Sagt bitte Bescheid, wenn Ihr noch mehr Infos braucht. 
Danke im voraus für eure Antworten!

VG Meeresgott


----------



## httpdigest (13. Sep 2018)

Der Effekt, den du da siehst, entsteht durch sogenanntes "Aliasing".
Bei Texturen passiert es immer dann, wenn der Footprint der Textur in einem Bildschirmpixel größer ist als ein Texel. Der Begriff Aliasing kommt ursprünglich aus der Signalverarbeitung und hat dort ziemlich dieselbe Bedeutung und denselben Effekt. Wenn wir uns ein kontinuierliches Signal vorstellen, etwa eine Sinuswelle, und dieses Signal "samplen", also an Punkten mit gleichen Abständen abgreifen, dann kann ab einem bestimmten Intervallgröße (der sogenannten Nyquist-Frequenz) das ursprüngliche Signal nicht mehr wiederhergestellt werden und es entsteht ein "Alias" des Signals.

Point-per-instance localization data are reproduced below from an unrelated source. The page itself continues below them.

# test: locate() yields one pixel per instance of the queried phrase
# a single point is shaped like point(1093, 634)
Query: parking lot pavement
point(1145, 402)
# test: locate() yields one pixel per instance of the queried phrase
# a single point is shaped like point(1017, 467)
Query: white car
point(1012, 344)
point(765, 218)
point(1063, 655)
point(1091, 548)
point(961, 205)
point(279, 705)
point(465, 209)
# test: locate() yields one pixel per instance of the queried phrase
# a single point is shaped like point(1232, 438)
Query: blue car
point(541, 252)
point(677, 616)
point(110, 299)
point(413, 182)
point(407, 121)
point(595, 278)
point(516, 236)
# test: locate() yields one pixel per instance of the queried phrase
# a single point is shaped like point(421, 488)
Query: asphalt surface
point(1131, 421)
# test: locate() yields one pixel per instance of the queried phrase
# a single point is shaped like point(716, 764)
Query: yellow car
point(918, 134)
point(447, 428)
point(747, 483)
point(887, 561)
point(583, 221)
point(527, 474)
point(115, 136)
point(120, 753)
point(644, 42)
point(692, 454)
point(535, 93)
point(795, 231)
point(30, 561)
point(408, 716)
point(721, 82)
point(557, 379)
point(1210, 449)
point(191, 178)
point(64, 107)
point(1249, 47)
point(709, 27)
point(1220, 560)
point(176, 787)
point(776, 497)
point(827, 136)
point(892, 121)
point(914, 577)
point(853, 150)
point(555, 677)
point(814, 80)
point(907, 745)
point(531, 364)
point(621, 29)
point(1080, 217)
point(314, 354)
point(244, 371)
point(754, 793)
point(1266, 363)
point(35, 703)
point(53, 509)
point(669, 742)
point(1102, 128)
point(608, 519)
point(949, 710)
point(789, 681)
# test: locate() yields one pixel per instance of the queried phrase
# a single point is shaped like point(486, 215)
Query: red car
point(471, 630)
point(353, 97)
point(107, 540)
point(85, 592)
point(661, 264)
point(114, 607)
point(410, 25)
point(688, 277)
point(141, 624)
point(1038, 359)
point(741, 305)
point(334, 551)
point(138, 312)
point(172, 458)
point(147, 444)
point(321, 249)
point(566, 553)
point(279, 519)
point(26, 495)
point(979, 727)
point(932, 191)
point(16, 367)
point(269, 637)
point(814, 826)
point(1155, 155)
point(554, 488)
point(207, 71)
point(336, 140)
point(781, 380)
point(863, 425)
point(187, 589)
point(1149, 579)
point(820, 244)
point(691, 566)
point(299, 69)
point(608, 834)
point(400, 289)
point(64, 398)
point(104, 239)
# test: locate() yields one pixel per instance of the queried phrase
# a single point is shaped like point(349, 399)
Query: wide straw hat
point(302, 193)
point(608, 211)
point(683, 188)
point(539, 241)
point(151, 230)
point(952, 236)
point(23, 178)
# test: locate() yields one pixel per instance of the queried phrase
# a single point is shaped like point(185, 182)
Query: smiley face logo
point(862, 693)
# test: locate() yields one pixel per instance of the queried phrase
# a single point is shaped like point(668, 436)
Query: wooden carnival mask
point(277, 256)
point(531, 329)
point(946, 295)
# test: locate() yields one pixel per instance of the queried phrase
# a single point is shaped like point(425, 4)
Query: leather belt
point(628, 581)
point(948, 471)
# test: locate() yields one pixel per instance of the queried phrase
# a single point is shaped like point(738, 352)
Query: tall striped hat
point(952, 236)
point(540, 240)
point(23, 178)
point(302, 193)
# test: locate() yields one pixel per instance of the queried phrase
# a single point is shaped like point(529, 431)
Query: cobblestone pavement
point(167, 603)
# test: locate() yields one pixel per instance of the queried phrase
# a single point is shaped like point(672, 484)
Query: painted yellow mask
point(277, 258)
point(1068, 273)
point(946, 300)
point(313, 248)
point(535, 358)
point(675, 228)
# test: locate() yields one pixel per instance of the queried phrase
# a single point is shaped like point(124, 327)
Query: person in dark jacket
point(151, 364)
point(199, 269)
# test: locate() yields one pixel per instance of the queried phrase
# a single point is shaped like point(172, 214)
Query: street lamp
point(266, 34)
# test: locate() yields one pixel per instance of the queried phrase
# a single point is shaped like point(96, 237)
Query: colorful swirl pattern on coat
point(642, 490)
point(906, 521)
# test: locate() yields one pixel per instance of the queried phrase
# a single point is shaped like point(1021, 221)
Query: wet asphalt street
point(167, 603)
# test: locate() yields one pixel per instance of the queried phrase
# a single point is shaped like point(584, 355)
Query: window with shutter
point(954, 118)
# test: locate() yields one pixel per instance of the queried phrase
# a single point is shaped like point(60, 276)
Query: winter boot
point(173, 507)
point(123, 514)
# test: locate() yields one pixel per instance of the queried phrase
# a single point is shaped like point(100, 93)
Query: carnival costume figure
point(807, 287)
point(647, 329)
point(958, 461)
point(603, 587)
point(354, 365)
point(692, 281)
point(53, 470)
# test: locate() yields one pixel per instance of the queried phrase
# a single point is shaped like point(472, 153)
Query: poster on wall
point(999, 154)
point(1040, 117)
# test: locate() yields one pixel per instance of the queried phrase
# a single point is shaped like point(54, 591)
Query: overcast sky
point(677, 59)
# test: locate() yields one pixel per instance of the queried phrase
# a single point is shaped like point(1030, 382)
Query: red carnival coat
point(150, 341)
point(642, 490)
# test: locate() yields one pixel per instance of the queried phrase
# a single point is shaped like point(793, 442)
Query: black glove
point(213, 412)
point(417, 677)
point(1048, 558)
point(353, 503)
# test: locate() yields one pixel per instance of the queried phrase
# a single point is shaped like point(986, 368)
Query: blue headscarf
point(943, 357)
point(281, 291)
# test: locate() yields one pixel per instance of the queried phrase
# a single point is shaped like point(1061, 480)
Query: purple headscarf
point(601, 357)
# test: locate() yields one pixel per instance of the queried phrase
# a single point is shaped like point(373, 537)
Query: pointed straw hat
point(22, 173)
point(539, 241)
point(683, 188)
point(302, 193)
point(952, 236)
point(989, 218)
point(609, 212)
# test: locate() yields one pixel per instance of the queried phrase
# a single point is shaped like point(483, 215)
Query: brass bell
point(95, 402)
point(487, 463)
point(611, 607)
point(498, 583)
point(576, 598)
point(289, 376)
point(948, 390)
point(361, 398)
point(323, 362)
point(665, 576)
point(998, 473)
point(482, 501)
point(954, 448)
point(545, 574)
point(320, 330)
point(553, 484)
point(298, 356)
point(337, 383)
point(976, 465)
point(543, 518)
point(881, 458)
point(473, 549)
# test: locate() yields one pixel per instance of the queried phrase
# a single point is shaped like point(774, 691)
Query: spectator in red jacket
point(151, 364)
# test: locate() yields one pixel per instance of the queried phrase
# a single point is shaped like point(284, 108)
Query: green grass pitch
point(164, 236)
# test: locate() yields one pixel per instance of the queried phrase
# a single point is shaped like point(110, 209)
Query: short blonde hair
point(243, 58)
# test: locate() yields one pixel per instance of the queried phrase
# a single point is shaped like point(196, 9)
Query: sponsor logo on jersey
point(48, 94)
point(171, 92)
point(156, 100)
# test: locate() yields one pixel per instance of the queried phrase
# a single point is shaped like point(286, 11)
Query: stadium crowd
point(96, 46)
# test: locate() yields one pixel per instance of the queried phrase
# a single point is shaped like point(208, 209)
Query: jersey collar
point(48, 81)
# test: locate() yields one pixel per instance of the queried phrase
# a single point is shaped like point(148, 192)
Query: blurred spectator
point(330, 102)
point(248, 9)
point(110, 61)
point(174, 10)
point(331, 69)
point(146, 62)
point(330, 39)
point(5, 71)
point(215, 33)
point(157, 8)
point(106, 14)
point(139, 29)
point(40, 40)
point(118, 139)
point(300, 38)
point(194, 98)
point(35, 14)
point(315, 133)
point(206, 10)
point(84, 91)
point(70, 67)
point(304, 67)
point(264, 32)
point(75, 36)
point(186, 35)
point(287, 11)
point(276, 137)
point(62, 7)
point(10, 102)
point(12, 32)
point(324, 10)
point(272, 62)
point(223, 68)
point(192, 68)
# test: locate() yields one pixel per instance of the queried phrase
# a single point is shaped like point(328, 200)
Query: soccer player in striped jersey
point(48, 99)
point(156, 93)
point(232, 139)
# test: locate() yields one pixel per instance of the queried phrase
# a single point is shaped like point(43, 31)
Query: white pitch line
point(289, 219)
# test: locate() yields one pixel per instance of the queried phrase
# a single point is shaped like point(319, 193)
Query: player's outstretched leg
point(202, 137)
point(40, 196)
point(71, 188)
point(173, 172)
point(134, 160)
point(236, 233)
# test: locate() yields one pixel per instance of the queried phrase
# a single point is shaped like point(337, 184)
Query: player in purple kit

Das ist dasselbe wie man auch beim Textur-Sampling erlebt. Hier ist das Signal die eigentliche Textur und die Sampling-Punkte sind die Framebuffer/Bildschirm-Pixel.
Je weiter du also herauszoomst, desto größer wird das Intervall zwischen jeweils zwei Sampling-Punkten und ab einer bestimmten Größe sehen wir nicht mehr die eigentliche Textur, sondern ein Alias davon.

Um dem entgegenzuwirken, werden "Anti"-Aliasing Techniken benutzt. Im einfachsten Fall wird ein Low-Pass-Filter auf die Textur angewendet (z.B. ein 2x2 Box-Filter im Falle von OpenGL's Mipmapping). Das heißt, du kannst einfach Mipmapping für die Textur aktivieren und die Mipmap-Levels generieren (z.B. per glGenerateMipmap()). Du musst außerdem für die Textur bzw. den Sampler die GL_TEXTURE_MIN_FILTER Einstellung auf eine Mipmap-Einstellung etwa GL_LINEAR_MIPMAP_LINEAR setzen, sodass OpenGL beim Samplen der Textur in deinem Fragment Shader die Mipmap Levels verwendet.

Siehe: https://www.khronos.org/opengl/wiki/Common_Mistakes#Automatic_mipmap_generation


----------



## Meeresgott (13. Sep 2018)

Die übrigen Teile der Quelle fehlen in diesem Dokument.